With negotiations in the air, those close to consultations in the region hope that the renewed treaty will still be resolved.

Barbara Kossense, a law professor at the University of Idaho, said the Trump administration may not care about salmon habitats or indigenous involvement, but Canada did. Water can flow downstream, but salmon swim upstream, so the US can take advantage of it by maintaining environmental provisions, Kosens said.

And supporters point to years of bipartisan support from Sen. Maria Cantwell of Washington, a ranking Democrat on the Senate Commerce Committee, and Jim Lisch of Idaho, Republican chairman of the Senate Committee on Foreign Affairs.

“On this, there will be zero daytime between Republicans and Democrats,” said Scott Sims, chief executive of the Public Power Council, representing consumer-owned utilities in the area.

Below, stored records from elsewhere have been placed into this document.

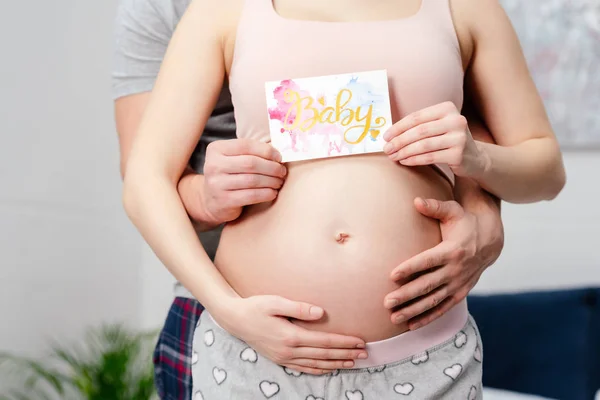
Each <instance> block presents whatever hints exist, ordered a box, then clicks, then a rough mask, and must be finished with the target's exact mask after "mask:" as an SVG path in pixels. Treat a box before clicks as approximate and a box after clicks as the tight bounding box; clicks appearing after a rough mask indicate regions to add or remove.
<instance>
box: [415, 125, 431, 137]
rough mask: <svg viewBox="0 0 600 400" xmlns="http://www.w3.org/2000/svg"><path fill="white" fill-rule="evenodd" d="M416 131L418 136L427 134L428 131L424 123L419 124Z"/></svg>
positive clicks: (416, 128) (425, 135)
mask: <svg viewBox="0 0 600 400" xmlns="http://www.w3.org/2000/svg"><path fill="white" fill-rule="evenodd" d="M416 133H417V136H419V137H424V136H427V134H428V133H429V128H428V127H427V125H425V124H423V125H419V126H417V128H416Z"/></svg>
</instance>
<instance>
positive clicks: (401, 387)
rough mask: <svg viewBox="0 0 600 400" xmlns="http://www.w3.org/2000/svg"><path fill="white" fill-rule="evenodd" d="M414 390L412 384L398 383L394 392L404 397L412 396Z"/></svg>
mask: <svg viewBox="0 0 600 400" xmlns="http://www.w3.org/2000/svg"><path fill="white" fill-rule="evenodd" d="M414 389H415V387H414V386H413V385H412V384H410V383H398V384H396V385H394V392H396V393H398V394H402V395H404V396H408V395H409V394H411V393H412V391H413V390H414Z"/></svg>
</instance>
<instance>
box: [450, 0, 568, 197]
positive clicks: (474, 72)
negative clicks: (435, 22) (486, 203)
mask: <svg viewBox="0 0 600 400" xmlns="http://www.w3.org/2000/svg"><path fill="white" fill-rule="evenodd" d="M460 2H462V3H469V4H468V5H469V6H468V7H467V6H466V4H464V5H465V6H464V7H462V8H461V10H463V11H464V12H467V10H468V11H469V12H470V13H471V15H469V20H470V21H472V22H471V24H470V28H471V34H472V37H473V45H474V46H473V47H474V51H473V57H472V61H471V65H470V67H469V69H468V70H467V75H466V86H467V88H468V89H469V91H470V92H471V93H472V94H473V103H474V104H475V105H476V106H477V107H478V109H479V111H480V113H481V115H482V116H483V119H484V120H485V121H486V124H487V126H488V127H489V129H490V131H491V132H492V135H493V136H494V139H495V141H496V143H497V144H489V143H482V142H477V147H478V148H479V150H480V152H481V153H482V159H483V160H484V163H483V168H482V169H480V170H479V173H478V174H477V175H475V176H474V177H473V178H474V179H475V180H477V182H478V183H479V184H480V185H481V186H482V187H483V188H485V189H487V190H489V191H490V192H492V193H495V194H497V195H498V196H500V197H501V198H503V199H505V200H507V201H510V202H515V203H525V202H532V201H538V200H550V199H553V198H554V197H556V196H557V195H558V193H559V192H560V191H561V190H562V188H563V186H564V185H565V181H566V175H565V170H564V166H563V162H562V156H561V153H560V149H559V146H558V143H557V141H556V138H555V136H554V133H553V131H552V127H551V126H550V122H549V120H548V116H547V115H546V111H545V109H544V104H543V102H542V99H541V97H540V95H539V94H538V91H537V89H536V87H535V84H534V82H533V79H532V77H531V75H530V73H529V70H528V68H527V64H526V61H525V57H524V55H523V52H522V50H521V46H520V44H519V39H518V37H517V35H516V33H515V31H514V29H513V27H512V25H511V22H510V20H509V18H508V16H507V15H506V13H505V12H504V10H503V9H502V7H501V6H500V4H499V3H498V1H497V0H476V1H473V0H471V1H464V0H461V1H459V2H457V3H460Z"/></svg>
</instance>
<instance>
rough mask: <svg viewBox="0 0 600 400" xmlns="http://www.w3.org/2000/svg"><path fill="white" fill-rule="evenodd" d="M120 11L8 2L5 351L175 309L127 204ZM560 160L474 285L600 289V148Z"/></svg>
mask: <svg viewBox="0 0 600 400" xmlns="http://www.w3.org/2000/svg"><path fill="white" fill-rule="evenodd" d="M115 7H116V0H104V1H97V2H93V1H92V2H90V1H77V0H63V1H50V2H47V1H36V2H34V3H33V4H32V3H31V2H19V1H13V2H2V3H1V4H0V48H2V56H1V57H2V60H1V61H2V62H0V134H1V135H2V142H1V143H2V144H1V145H0V182H2V186H1V189H0V257H1V258H0V328H1V329H0V349H13V350H19V351H21V350H23V351H30V352H33V351H36V350H38V349H40V348H42V347H43V346H44V343H45V339H46V338H47V337H57V338H69V337H76V336H79V334H80V332H81V330H82V329H84V328H85V327H87V326H89V325H93V324H97V323H99V322H101V321H106V320H115V319H119V320H126V321H128V322H130V323H131V324H133V325H136V324H139V325H140V326H143V327H157V326H159V325H160V324H161V323H162V322H163V318H164V316H165V311H166V309H167V308H168V306H169V303H170V300H171V289H172V282H173V280H172V278H171V277H170V276H169V275H168V273H167V272H166V270H165V269H164V268H163V267H162V266H161V265H160V264H159V263H158V262H157V260H156V258H155V257H154V255H153V254H152V253H151V251H150V250H149V249H148V248H147V246H145V245H143V244H142V242H141V240H140V239H139V236H138V235H137V233H136V232H135V230H134V229H133V228H132V226H131V224H130V223H129V222H128V220H127V219H126V217H125V216H124V214H123V212H122V207H121V202H120V180H119V175H118V148H117V141H116V134H115V130H114V126H113V117H112V102H111V101H110V80H109V75H110V63H111V50H112V21H113V16H114V11H115ZM82 149H83V151H82ZM565 161H566V165H567V171H568V184H567V187H566V189H565V191H564V192H563V193H562V194H561V195H560V197H559V198H558V199H557V200H556V201H554V202H551V203H543V204H536V205H530V206H510V205H505V206H504V211H503V215H504V221H505V225H506V247H505V250H504V253H503V255H502V257H501V258H500V260H499V261H498V262H497V264H496V265H494V266H493V267H492V268H490V269H489V271H488V272H486V274H484V277H483V279H482V281H481V283H480V285H479V286H478V287H477V291H486V292H489V291H498V290H518V289H527V288H547V287H556V286H565V285H592V284H595V285H600V251H598V247H599V246H598V245H599V239H600V230H599V229H600V228H599V224H600V207H599V206H598V199H599V198H600V183H599V182H600V178H599V176H598V173H599V172H600V153H573V152H571V153H567V154H565Z"/></svg>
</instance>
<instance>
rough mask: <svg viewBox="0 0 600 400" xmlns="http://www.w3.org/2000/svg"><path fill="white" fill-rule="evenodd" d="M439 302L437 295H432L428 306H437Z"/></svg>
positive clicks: (433, 307)
mask: <svg viewBox="0 0 600 400" xmlns="http://www.w3.org/2000/svg"><path fill="white" fill-rule="evenodd" d="M439 303H440V302H439V300H438V298H437V296H433V297H432V298H431V300H429V308H430V309H431V308H435V306H437V305H438V304H439Z"/></svg>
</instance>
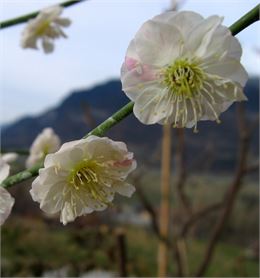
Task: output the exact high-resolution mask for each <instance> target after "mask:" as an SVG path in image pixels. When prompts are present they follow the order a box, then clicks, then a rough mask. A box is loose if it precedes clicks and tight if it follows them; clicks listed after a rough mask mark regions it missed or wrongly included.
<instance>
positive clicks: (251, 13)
mask: <svg viewBox="0 0 260 278" xmlns="http://www.w3.org/2000/svg"><path fill="white" fill-rule="evenodd" d="M259 10H260V4H258V5H257V6H256V7H254V8H253V9H252V10H250V11H249V12H248V13H247V14H245V15H244V16H242V17H241V18H240V19H239V20H238V21H236V22H235V23H233V24H232V25H231V26H230V27H229V29H230V31H231V33H232V35H233V36H235V35H236V34H238V33H239V32H241V31H242V30H244V29H246V28H247V27H248V26H250V25H251V24H253V23H254V22H256V21H258V20H259Z"/></svg>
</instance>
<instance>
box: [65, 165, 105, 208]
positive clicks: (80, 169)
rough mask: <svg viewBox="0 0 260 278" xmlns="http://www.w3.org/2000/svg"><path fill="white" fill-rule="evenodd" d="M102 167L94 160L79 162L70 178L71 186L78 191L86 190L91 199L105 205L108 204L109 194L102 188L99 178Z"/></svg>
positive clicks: (68, 182) (73, 168)
mask: <svg viewBox="0 0 260 278" xmlns="http://www.w3.org/2000/svg"><path fill="white" fill-rule="evenodd" d="M101 167H102V165H101V164H99V163H97V162H96V161H93V160H83V161H81V162H79V163H78V164H77V165H76V166H75V167H74V168H73V169H72V170H71V173H70V175H69V176H68V183H69V185H71V186H73V187H74V188H75V189H76V190H79V189H85V190H87V191H88V193H89V195H90V198H92V199H94V200H96V201H99V202H101V203H104V204H108V201H107V197H108V195H107V193H106V192H105V190H104V189H103V187H102V186H101V184H100V182H99V178H98V172H99V171H100V170H101Z"/></svg>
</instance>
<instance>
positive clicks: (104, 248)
mask: <svg viewBox="0 0 260 278" xmlns="http://www.w3.org/2000/svg"><path fill="white" fill-rule="evenodd" d="M125 231H126V239H127V247H128V248H127V251H128V263H127V268H128V272H129V274H130V275H133V276H146V277H147V276H156V271H157V270H156V257H157V252H156V251H157V244H158V242H157V239H156V238H155V236H154V235H153V234H152V233H151V232H150V231H145V230H143V229H140V228H134V227H131V226H129V227H125ZM115 244H116V240H115V236H114V233H113V232H112V231H111V229H109V228H108V227H105V226H101V227H99V228H90V227H84V229H82V228H81V229H79V228H75V227H70V228H68V227H66V228H61V227H60V226H55V227H49V226H47V225H46V224H44V223H43V222H40V221H38V220H35V219H26V220H19V219H16V218H13V219H12V221H8V223H7V225H5V226H4V228H3V231H2V275H3V276H5V277H6V276H16V277H25V276H41V275H42V273H43V271H44V270H52V269H53V270H54V269H59V268H62V267H64V266H66V267H68V269H69V274H70V275H71V276H77V275H79V274H80V273H83V272H86V271H89V270H91V269H98V268H99V269H105V270H109V271H113V272H116V271H117V268H118V262H117V254H116V248H115ZM204 248H205V241H199V240H190V241H189V242H187V244H186V252H187V257H188V265H189V266H190V269H186V272H187V274H188V275H189V274H191V273H193V272H194V270H195V269H196V267H197V266H198V264H199V262H200V258H201V257H202V254H203V250H204ZM169 259H170V261H171V262H172V263H171V264H170V269H169V272H170V274H171V275H174V270H175V263H174V258H173V250H170V256H169ZM207 276H208V277H258V262H257V261H254V260H250V259H249V258H247V257H246V256H245V249H244V248H241V247H237V246H234V245H232V244H224V243H221V244H219V246H218V248H217V251H216V254H215V256H214V259H213V262H212V265H211V266H210V268H209V271H208V273H207Z"/></svg>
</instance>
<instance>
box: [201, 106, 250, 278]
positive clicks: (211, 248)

The interests are not hypothetical. In 1996, after heavy snow, a storm of the so-called Pineapple Express dumped warm rain into the Portland area and unleashed water torrents. The Army Corps of Engineers worked for several days, operating more than 60 dams in the Columbia River System with Canadian partners to keep water at bay.

A small river flowing through Colombia was still flooded, killing eight people. Downtown Portland was barely spared due to the makeshift embankments made from prewood and punching bags.

Ivan Penn contributed to the report from Houston and Toronto's Matina Stevis Gridneff.